| A personal anecdote: At Joe & the Juice in Palo Alto (cashless), I was buying a drink with my friend, and a clearly homeless man in front of us was trying to buy a coffee with cash. They refused and he got upset, so my friend paid for his coffee to de-escalate. We were outside when the cashier ran up to us in the street, explaining "Please don't buy drinks for these guys, they come in here and get a drink and use that to stay all day. It's not the look we're going for, and it's one of the reasons why we have this cashless policy." Cashless stores are convenient and I understand the arguments for them (as well as the arguments for not buying homeless people free stuff), but as long as cashless can be used to disenfranchise lower income people, I'm opposed to it. |
Not wanting this behavior is absolutely reasonable, but what I'd find suspicious and don't understand is why cashless would be the method.
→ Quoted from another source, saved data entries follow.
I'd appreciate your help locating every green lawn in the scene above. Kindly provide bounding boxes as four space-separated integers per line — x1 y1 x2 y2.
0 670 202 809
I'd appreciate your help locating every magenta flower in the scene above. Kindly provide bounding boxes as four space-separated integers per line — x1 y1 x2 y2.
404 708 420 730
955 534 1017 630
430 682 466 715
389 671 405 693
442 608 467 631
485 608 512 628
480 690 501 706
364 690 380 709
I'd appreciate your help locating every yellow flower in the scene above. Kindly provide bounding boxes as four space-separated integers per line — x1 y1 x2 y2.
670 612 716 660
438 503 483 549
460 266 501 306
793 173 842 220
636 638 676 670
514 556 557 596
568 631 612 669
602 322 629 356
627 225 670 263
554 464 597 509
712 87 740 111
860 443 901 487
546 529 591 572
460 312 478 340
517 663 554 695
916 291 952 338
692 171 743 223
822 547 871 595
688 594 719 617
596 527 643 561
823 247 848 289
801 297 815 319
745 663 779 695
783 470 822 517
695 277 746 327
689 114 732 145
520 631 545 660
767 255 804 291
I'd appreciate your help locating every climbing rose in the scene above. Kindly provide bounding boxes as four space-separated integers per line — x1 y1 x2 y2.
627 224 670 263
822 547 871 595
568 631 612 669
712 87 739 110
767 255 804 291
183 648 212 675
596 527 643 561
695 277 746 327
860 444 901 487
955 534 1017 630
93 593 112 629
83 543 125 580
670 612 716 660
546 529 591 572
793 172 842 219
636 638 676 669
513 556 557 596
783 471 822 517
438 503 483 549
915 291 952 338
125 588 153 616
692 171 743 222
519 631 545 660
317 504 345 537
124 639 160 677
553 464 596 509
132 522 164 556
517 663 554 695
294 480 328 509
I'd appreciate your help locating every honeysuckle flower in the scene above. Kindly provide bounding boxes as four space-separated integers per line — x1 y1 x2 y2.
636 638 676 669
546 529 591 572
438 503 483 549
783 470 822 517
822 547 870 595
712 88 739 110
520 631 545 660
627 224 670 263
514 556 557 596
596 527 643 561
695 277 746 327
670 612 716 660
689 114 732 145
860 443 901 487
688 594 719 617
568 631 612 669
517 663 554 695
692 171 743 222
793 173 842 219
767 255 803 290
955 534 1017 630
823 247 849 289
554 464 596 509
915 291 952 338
I know of plenty of places that have policies along the lines of "during regular hours 15 minutes per drink, 40 with drink & food" or whatever is appropriate to the location. It's private property though a public business, and they can set non-discriminatory customer neutral policies for free use, particularly around interfering with other customers. It also doesn't seem like it'd be at all a class thing, I know lots of cafes around here have had issues sometimes with someone coming in and getting a single coffee then pulling out their high end notebook and using a table as a free internet accessible office for an hour or two. They are not even slightly poor, they've got credit cards and smartphones, they're just rude.
But the result was just that businesses instituted policies and simply ask such people to leave if it seems to be deterring other customers, and that also seems like the obvious general solution. I'm honestly curious about why in Palo Alto that wouldn't be true too, is there some local law/ordinance that prohibits asking a customer to leave or the like? If there is no such thing it does seem more likely they were just lying, and the real truth was that they want customers who meet some specific level of dress code and also don't want to be honest about it (for legal reasons or just plain PR or both).
There are plenty of real reasons for a business to want to take the hit to go cashless (managing significant amounts of physical cash is a genuine expense, and in some places raises the attractiveness for robbery too). This really doesn't seem like one of them though.